Kita terlalu sering membandingkan diri sendiri ketika mendengar atau melihat kesuksesan orang lain dalam meraih sebuah pencapaian.
Begitu mengetahui mudahnya seseorang mendapatkan atau bisa melakukan, kita sering bilang "Kalau orang lain bisa, saya harus bisa juga!"
Terdengar berapi-api, bukan? Kata-kata tersebut adalah mantra untuk menghipnotis diri sendiri agar bisa seperti mereka.
Ada sifat ambisius yang terkandung di dalam mantra tadi dan selalu berharap agar batasan dalam diri kita bisa terlampaui.
Namun, tahukah kita, bahwa setiap manusia diciptakan berbeda-beda dengan ambang batas kemampuan yang berbeda juga?
Batasan dalam diri inilah yang dianggap oleh sang pemilik sebagai penghambat impian atau malah menjadi bahan cacian orang lain.

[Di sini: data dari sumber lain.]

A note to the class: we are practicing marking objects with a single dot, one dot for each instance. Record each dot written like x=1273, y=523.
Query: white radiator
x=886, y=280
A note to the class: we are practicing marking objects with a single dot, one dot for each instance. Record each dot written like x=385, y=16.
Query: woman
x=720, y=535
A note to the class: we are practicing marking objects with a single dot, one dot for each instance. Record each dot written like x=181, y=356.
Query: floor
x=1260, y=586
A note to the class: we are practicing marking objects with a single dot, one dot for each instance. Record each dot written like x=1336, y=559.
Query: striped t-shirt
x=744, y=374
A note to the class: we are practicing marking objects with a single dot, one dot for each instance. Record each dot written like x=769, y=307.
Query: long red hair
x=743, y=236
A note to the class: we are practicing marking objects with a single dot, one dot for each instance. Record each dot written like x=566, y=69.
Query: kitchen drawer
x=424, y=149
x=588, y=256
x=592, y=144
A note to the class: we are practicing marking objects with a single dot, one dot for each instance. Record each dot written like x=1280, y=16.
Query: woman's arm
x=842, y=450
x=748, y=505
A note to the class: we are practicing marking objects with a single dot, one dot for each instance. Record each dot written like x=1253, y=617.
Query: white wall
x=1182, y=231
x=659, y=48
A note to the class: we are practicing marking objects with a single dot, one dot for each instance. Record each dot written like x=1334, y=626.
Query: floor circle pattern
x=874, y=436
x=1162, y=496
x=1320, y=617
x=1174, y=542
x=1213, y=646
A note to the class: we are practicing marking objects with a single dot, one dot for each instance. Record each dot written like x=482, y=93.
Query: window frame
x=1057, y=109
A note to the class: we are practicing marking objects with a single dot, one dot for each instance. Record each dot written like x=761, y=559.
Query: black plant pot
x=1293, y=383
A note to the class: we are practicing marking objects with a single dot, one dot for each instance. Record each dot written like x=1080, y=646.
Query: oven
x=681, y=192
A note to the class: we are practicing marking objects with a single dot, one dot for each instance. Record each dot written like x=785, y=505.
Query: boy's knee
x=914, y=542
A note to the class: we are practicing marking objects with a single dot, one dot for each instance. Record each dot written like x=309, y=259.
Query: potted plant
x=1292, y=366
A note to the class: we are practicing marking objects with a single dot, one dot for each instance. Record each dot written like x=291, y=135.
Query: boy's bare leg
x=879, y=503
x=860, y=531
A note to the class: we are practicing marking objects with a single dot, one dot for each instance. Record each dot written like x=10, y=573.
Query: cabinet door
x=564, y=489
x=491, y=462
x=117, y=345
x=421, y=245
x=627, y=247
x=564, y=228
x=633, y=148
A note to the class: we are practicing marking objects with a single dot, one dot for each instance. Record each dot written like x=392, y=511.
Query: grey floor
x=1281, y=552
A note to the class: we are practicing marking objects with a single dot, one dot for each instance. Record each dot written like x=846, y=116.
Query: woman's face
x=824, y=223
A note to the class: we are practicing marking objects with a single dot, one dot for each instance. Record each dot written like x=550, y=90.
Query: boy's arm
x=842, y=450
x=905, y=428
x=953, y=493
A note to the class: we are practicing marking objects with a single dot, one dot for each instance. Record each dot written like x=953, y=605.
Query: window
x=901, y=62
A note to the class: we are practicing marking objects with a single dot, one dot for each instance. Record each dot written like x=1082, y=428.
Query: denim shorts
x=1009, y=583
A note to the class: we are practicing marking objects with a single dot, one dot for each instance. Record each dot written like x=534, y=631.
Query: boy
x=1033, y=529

Misal, kita mengakui kelemahan dan batasan diri, bukannya dimengerti, kita malah dicemooh sebagai orang yang lemah.
Padahal, tidak semua orang bisa menghadapi ujian kehidupan dengan bobot yang sama dengan orang lain.
Beban kehidupan dengan berat yang sama, belum tentu semua orang bisa, untuk menanggungnya.
Ada orang yang sangat tangguh dengan beban hidup yang besar, tetapi tidak sedikit pula yang terkena beban sedikit saja sudah angkat tangan.
Toxic positivity
Terlalu menyemangati diri agar memiliki kemampuan yang setara dengan orang lain justru menjadi toxic positivity.
Ini sangat buruk bagi kesehatan mental karena melanggar batasan diri yang sudah maksimal tersebut.
Perlu untuk kita ingat bahwa tidak semua perjuangan atau usaha akan membuahkan hasil yang maksimal.
Ada juga orang yang berusaha mati-matian, tetapi hanya dapat capeknya saja karena gagal total hasilnya.
Nah, jika sudah nekat melampaui batasan diri sendiri dan berujung pada kegagalan, akan ada rasa depresi yang parah dan berujung pada bunuh diri.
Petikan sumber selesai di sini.